İSTİNAF SEBEPLERİ: Davacı vekili; Büyükçekmece … İcra Dairesi … Esas sayılı icra dosyasında satışı istenen … plakalı araç yakalanarak yeddiemine kaldırılmış ve araç hakkında bilirkişi tarafından kıymet takdiri raporu tanzim edildiği, icra dosyasında güncel borç tutarı 123.745,28-TL olarak görünmekte; anılan kıymet takdiri raporunda ise aracın bedeli 800.000-TL olarak belirlendiği, görüldüğü üzere takdir edilen araç bedeli, icra dosyası borcunun 6 katı değerde olduğu, bu haliyle satış yapılırsa müvekkilin malının elinden gideceği ve telafisi mümkün olmayan zararlar ortaya çıkacağını, müvekkilin davalıya borcu olmadığına ilişkin, işbu dosya ile menfi tespit davası açıldığını, müvekkilin anılan icra dosyasındaki dayanak belgede yer alan imza ve yazıların müvekkil şirket yetkilisine ait olup olmadığı, müvekkil şirketin davalıya karşı iddia edildiği gibi bir borcunun olup olmadığı hususu dahi henüz açıklığa kavuşmamışken sahtecilikle başlatılmış bir icra dosyasında, dosya borcunun en az 6 kat fazlası değerde olan bir aracın satışının yapılması hukuk dışı, menfaatler dengesine de aykırı olduğunu, HMK madde 209/(1)’e göre, adi bir senetteki yazı veya imza inkâr edildiğinde, bu konuda bir karar verilinceye kadar, o senedin herhangi bir işleme esas alınamayacağını,aracın satış işlemleri devam ettiğini, icra dosyasında alınan Kıymet Takdiri Raporu doğrultusunda, … plakalı aracın,teminat kabul edilerek, icra dosyasından yapılacak satışının (takibin değil, satışın) durdurulmasına ilişkin ihtiyati tedbir talebinin (İİK md. 72 hükmüne göre değil; HMK md.389 ve 209 hükümlerine göre) kabulüne ve satışın tedbiren durdurulmasına karar verilmesini talep etmiştir.
GEREKÇE: Talep, icra takibi nedeniyle açılan menfi tespit davasında icra takibinin durdurulması yönünde ihtiyati tedbir istemine ilişkindir. İİK’nın 72/2. maddesi “borçlu icra takibinden önce veya takip sırasında borçlu bulunmadığını ispat için menfi tespit davası açabilir. İcra takibinden önce açılan menfi tespit davasına bakan mahkeme, talep üzerine alacağın yüzde on beşinden aşağı olmamak üzere gösterilecek teminat mukabilinde, icra takibinin durdurulması hakkında ihtiyati tedbir kararı verebilir.” İİK 72/3. maddesi “İcra takibinden sonra açılan menfi tespit davasında ihtiyati tedbir yolu ile takibin durdurulmasına karar verilemez.
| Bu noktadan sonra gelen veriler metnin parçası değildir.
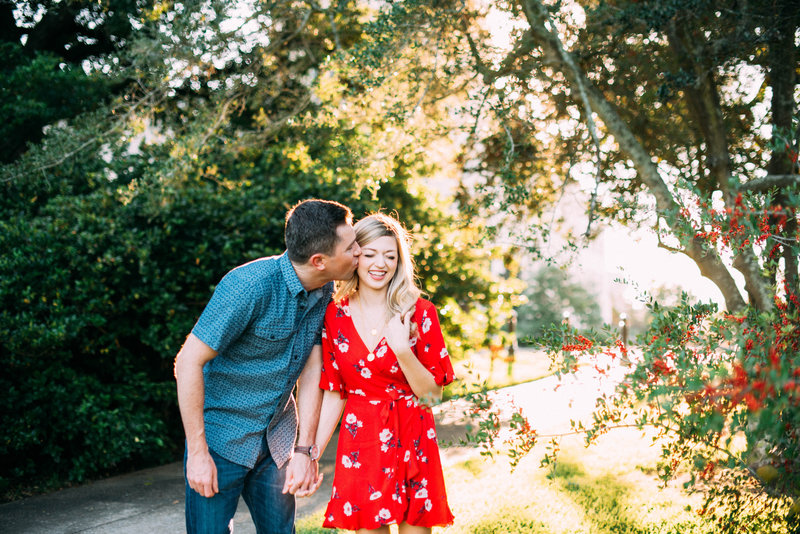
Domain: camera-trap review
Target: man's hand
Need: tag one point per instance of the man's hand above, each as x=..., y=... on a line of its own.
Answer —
x=201, y=474
x=302, y=476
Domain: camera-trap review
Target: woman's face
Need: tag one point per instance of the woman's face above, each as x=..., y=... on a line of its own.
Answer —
x=378, y=262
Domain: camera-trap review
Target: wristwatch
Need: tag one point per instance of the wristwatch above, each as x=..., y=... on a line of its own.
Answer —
x=312, y=451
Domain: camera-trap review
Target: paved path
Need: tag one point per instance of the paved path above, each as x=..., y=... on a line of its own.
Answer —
x=151, y=500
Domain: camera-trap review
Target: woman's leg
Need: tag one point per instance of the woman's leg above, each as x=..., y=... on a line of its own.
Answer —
x=405, y=528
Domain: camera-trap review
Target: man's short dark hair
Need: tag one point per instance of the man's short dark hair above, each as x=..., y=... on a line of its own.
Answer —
x=311, y=228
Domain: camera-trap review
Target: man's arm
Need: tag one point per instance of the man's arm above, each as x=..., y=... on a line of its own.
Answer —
x=201, y=472
x=302, y=474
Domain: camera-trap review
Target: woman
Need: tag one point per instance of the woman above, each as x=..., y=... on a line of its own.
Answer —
x=384, y=362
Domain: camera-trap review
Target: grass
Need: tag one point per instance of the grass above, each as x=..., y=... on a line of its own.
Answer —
x=597, y=490
x=481, y=370
x=607, y=488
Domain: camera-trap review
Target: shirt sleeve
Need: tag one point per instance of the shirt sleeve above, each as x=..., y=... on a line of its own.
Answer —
x=431, y=350
x=227, y=314
x=331, y=378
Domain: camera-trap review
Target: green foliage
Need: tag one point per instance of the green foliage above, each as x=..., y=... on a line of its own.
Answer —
x=118, y=225
x=550, y=293
x=38, y=91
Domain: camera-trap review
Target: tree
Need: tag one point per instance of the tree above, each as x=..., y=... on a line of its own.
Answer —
x=118, y=223
x=53, y=58
x=683, y=115
x=550, y=293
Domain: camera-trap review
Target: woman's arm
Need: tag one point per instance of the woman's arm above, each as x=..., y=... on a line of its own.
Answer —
x=421, y=380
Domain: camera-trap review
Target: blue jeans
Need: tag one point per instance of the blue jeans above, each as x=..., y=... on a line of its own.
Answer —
x=271, y=510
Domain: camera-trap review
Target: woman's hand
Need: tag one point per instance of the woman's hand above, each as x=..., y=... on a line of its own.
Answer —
x=399, y=331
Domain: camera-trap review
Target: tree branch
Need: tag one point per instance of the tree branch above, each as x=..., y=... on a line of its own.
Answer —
x=762, y=185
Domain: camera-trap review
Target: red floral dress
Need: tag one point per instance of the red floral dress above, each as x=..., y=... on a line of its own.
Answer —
x=387, y=462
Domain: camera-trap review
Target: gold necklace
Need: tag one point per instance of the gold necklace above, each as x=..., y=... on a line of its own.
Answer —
x=373, y=332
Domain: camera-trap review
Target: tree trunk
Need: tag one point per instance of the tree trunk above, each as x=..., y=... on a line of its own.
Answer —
x=709, y=262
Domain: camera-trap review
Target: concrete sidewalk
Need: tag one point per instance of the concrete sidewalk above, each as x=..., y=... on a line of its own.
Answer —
x=152, y=500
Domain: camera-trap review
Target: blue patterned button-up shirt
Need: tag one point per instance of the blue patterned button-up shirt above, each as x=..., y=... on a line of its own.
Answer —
x=263, y=324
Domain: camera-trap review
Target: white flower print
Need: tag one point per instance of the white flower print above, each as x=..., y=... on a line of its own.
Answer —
x=426, y=323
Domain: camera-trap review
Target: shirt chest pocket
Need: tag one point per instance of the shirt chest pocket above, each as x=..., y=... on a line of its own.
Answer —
x=271, y=339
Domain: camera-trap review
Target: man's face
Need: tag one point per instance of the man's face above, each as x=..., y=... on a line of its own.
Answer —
x=344, y=260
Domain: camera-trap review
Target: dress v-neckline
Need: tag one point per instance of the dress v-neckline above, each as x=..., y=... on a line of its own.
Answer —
x=358, y=334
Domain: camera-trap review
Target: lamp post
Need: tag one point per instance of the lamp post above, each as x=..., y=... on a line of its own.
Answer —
x=623, y=326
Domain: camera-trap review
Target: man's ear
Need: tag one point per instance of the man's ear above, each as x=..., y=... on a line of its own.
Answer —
x=317, y=261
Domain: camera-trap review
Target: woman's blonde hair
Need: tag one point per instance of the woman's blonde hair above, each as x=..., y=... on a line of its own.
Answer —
x=402, y=293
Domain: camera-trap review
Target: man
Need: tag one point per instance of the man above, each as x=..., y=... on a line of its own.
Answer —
x=258, y=336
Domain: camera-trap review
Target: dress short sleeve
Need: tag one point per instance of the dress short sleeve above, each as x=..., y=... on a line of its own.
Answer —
x=331, y=378
x=430, y=347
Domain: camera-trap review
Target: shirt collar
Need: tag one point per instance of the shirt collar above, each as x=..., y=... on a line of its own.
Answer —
x=293, y=283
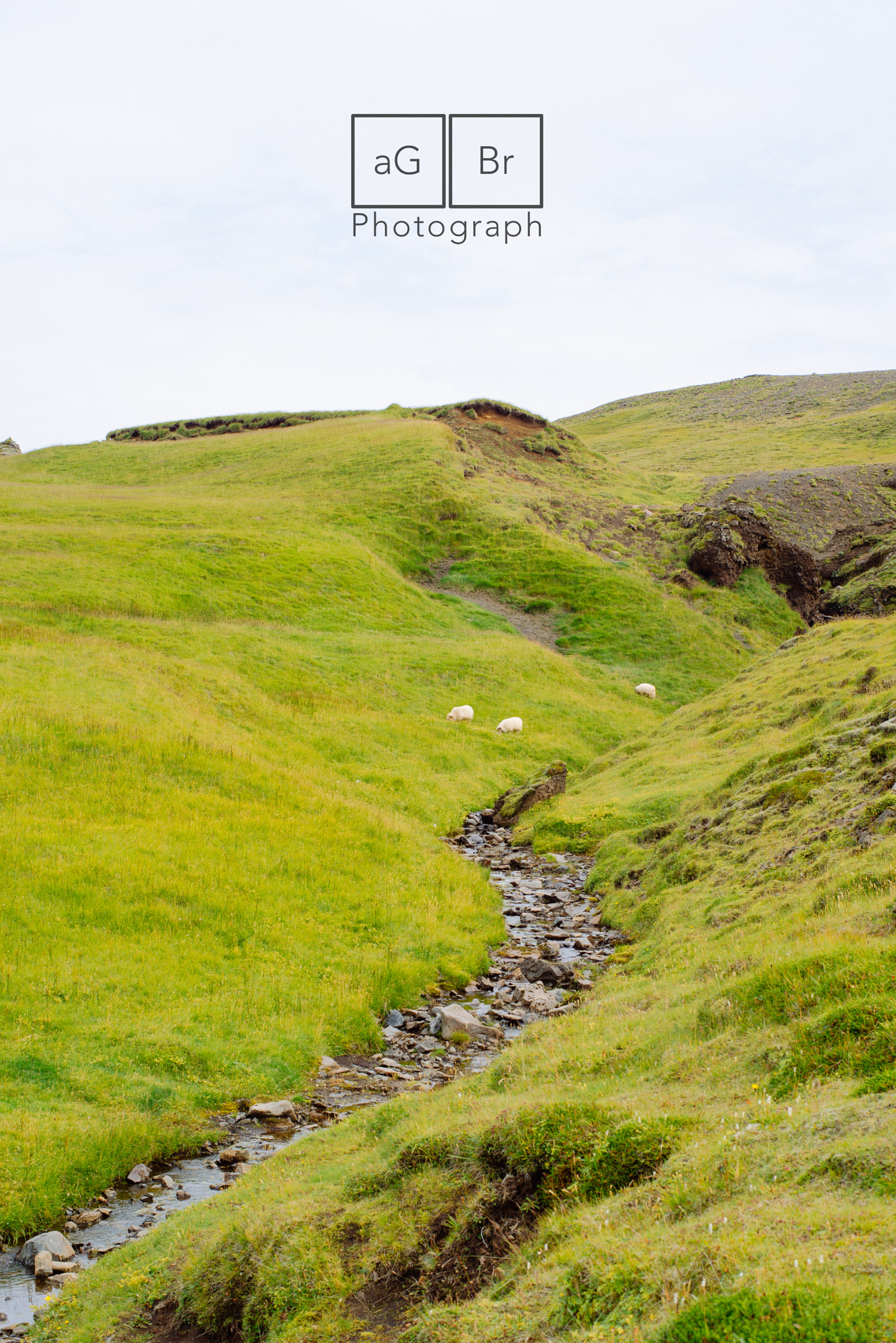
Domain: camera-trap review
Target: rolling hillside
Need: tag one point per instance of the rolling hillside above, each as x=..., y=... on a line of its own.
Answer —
x=226, y=661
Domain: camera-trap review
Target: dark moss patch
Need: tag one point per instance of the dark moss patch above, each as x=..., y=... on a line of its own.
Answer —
x=606, y=1296
x=788, y=1317
x=856, y=1039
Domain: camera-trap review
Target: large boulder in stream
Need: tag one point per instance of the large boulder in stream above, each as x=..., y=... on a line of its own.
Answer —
x=50, y=1243
x=546, y=784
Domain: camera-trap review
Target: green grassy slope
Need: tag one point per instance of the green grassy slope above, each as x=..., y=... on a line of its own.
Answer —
x=672, y=441
x=745, y=845
x=226, y=762
x=226, y=766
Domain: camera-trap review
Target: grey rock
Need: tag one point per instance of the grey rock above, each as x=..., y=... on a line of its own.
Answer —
x=52, y=1241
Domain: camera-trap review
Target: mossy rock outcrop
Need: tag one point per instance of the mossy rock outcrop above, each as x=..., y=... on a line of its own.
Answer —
x=546, y=784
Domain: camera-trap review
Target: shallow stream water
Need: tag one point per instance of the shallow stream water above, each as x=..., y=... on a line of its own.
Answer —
x=128, y=1216
x=535, y=891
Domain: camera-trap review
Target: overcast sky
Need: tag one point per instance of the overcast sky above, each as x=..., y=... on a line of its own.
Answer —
x=176, y=226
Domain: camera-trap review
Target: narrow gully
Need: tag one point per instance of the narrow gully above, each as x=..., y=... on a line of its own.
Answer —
x=555, y=942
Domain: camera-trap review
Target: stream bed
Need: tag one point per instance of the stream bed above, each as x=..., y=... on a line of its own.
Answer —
x=555, y=942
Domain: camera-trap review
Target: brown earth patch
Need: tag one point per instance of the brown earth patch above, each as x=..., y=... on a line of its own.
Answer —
x=536, y=626
x=507, y=429
x=165, y=1327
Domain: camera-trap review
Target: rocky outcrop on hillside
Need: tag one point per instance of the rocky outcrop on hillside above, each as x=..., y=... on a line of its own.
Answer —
x=827, y=536
x=545, y=784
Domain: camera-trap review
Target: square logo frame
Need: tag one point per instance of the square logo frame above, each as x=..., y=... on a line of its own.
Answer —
x=497, y=116
x=386, y=116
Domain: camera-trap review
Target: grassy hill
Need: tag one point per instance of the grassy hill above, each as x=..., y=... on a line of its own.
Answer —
x=227, y=762
x=225, y=683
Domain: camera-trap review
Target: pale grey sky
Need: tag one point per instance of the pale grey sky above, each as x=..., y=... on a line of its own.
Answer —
x=175, y=218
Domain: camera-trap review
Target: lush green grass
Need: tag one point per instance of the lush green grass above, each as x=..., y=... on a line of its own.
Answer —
x=225, y=771
x=226, y=766
x=669, y=453
x=731, y=972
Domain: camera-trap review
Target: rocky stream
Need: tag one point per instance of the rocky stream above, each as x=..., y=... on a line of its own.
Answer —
x=555, y=942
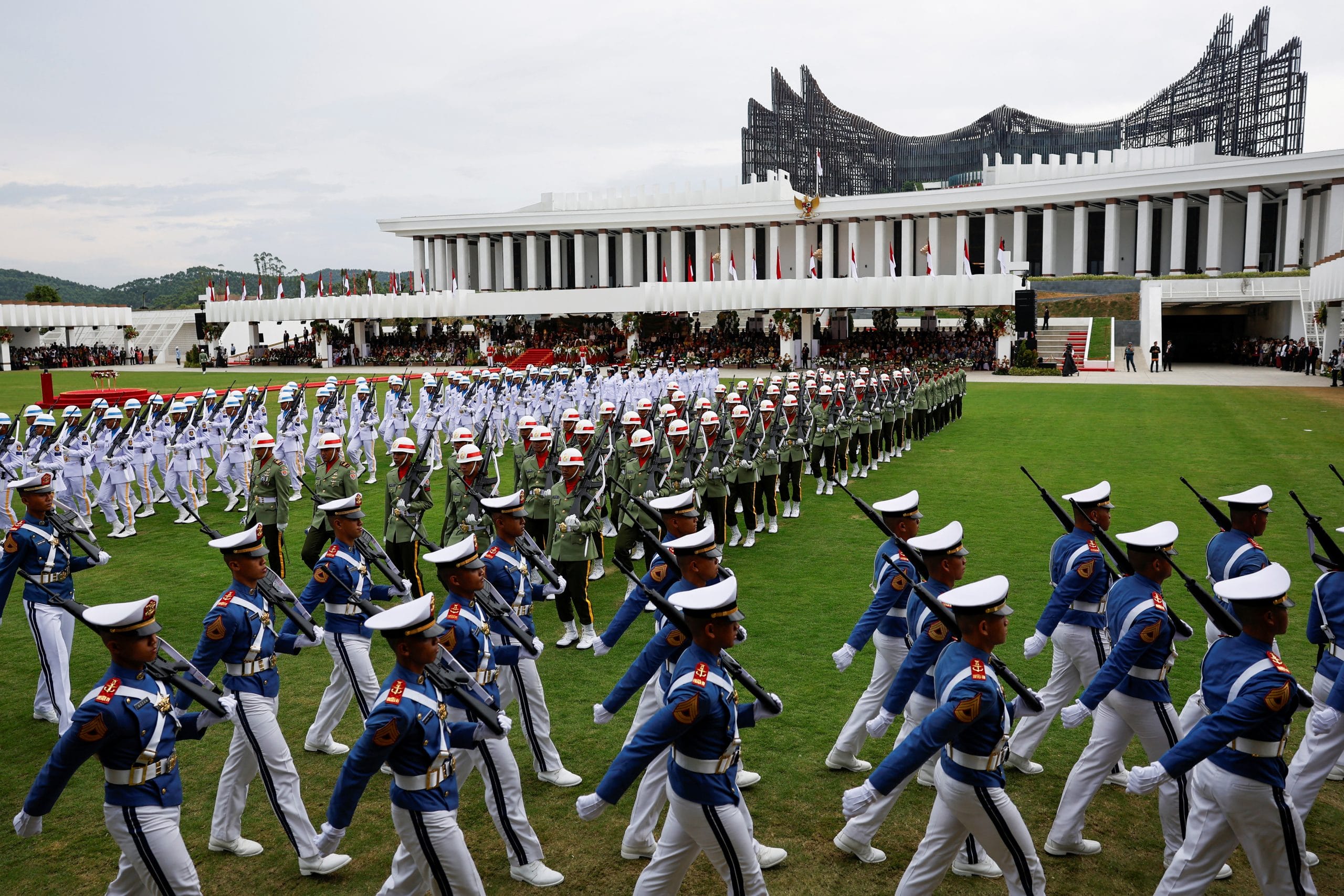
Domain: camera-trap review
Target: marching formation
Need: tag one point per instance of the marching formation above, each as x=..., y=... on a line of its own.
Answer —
x=611, y=471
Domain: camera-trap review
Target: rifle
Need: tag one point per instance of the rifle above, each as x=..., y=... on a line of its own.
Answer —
x=1318, y=534
x=272, y=587
x=936, y=606
x=675, y=617
x=1214, y=512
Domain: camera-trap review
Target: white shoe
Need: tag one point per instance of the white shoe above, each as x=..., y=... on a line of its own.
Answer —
x=322, y=864
x=1023, y=765
x=838, y=761
x=863, y=852
x=984, y=868
x=241, y=847
x=769, y=856
x=637, y=851
x=1079, y=848
x=537, y=873
x=561, y=778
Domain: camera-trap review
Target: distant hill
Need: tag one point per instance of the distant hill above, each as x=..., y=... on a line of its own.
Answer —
x=170, y=291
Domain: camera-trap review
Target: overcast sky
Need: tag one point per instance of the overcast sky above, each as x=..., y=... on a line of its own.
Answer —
x=142, y=139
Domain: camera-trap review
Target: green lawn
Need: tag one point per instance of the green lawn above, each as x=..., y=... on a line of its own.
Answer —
x=803, y=590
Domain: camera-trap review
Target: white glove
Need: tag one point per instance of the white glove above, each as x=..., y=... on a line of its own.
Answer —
x=27, y=825
x=878, y=724
x=591, y=806
x=328, y=839
x=857, y=798
x=1324, y=721
x=1034, y=645
x=1074, y=715
x=1144, y=779
x=764, y=711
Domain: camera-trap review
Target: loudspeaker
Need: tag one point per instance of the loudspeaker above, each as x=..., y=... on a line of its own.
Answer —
x=1025, y=305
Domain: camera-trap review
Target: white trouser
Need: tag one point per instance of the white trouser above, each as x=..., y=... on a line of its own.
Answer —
x=1117, y=721
x=522, y=683
x=865, y=827
x=1079, y=652
x=723, y=833
x=53, y=632
x=432, y=858
x=353, y=676
x=890, y=653
x=154, y=858
x=503, y=792
x=258, y=746
x=987, y=815
x=1229, y=810
x=1316, y=754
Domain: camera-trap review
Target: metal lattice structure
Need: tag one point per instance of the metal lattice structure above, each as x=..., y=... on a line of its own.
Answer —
x=1237, y=96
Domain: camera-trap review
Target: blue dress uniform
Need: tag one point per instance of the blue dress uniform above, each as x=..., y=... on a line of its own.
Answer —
x=968, y=731
x=340, y=571
x=128, y=723
x=1128, y=698
x=699, y=723
x=885, y=623
x=467, y=636
x=1234, y=760
x=1074, y=623
x=34, y=547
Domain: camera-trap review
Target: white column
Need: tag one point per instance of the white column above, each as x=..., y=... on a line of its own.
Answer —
x=484, y=256
x=1144, y=238
x=933, y=242
x=908, y=245
x=1178, y=250
x=1294, y=227
x=1110, y=239
x=604, y=258
x=1251, y=254
x=1214, y=242
x=1047, y=239
x=992, y=242
x=1079, y=237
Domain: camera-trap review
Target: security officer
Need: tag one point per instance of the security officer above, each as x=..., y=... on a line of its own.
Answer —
x=268, y=499
x=409, y=731
x=340, y=581
x=968, y=731
x=1234, y=757
x=507, y=570
x=238, y=632
x=334, y=479
x=699, y=723
x=400, y=541
x=468, y=638
x=35, y=547
x=128, y=722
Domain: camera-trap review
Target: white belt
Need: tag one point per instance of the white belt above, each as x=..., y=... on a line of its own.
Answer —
x=430, y=779
x=978, y=763
x=250, y=668
x=140, y=774
x=709, y=766
x=1260, y=747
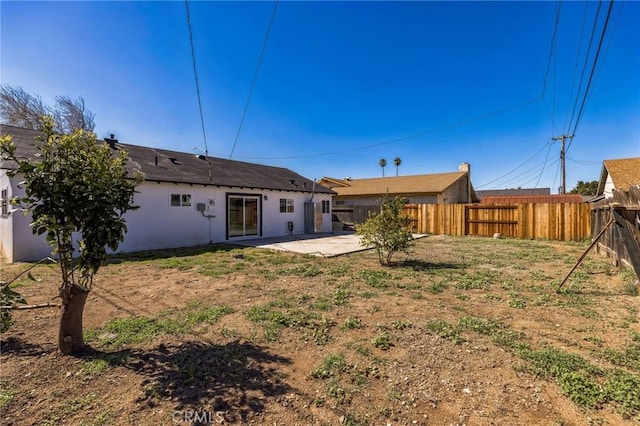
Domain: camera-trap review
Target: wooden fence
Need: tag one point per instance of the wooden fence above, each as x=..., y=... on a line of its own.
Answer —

Ancak, … göstereceği teminat karşılığında, mahkemeden icra veznesindeki paranın alacaklıya verilmemesini isteyebilir.” Davacı vekilinin talebi icra dosyasında yapılacak araç satış işleminin durdurulmasını talep etmektedir. Ancak bu talep icra takibinin durdurulması sonucuna yol açar niteliktedir. İİK 72/3 maddesi uyarınca icra takibinden sonra açılan menfi tespit davasında teminatlı veya teminatsız takibin durdurulmasına karar verilemez. HMK 209. maddesindeki düzenlemenin icra takipleri nedeniyle menfi tespit davalarında uygulanmayacağı yargı uygulamasında genel olarak kabul görmüştür. Somut olayda, davanın icra takibi dayanağı belgenin sahteliğine dayandırıldığı ,davanın icra takibinden sonra açılması nedeniyle ilk derece mahkemesince İİK 72/3 maddesi gereği ihtiyati tedbir kararı verildiği, davacı tarafça teminat yatırılmadığından ihtiyati tedbir kararının hükümsüz kaldığı, satış işleminin durdurulması icra takibinin durdurulması anlamına geldiği gözetildiğinde ihtiyati tedbir talebinin yerinde olmadığı, İİK’nın 72/3 maddesi uyarınca yasal engel nedeniyle ihtiyati tedbir yolu ile takibin durdurulmasına karar verilemeyeceği gözetilerek ihtiyati tedbir talebinin reddi yönündeki ara kararda isabetsizlik görülmemiştir. Açıklanan nedenlerle, ihtiyati tedbir talep eden davacı vekilinin yerinde görülmeyen istinaf başvurusunun esastan reddine karar verilmiştir.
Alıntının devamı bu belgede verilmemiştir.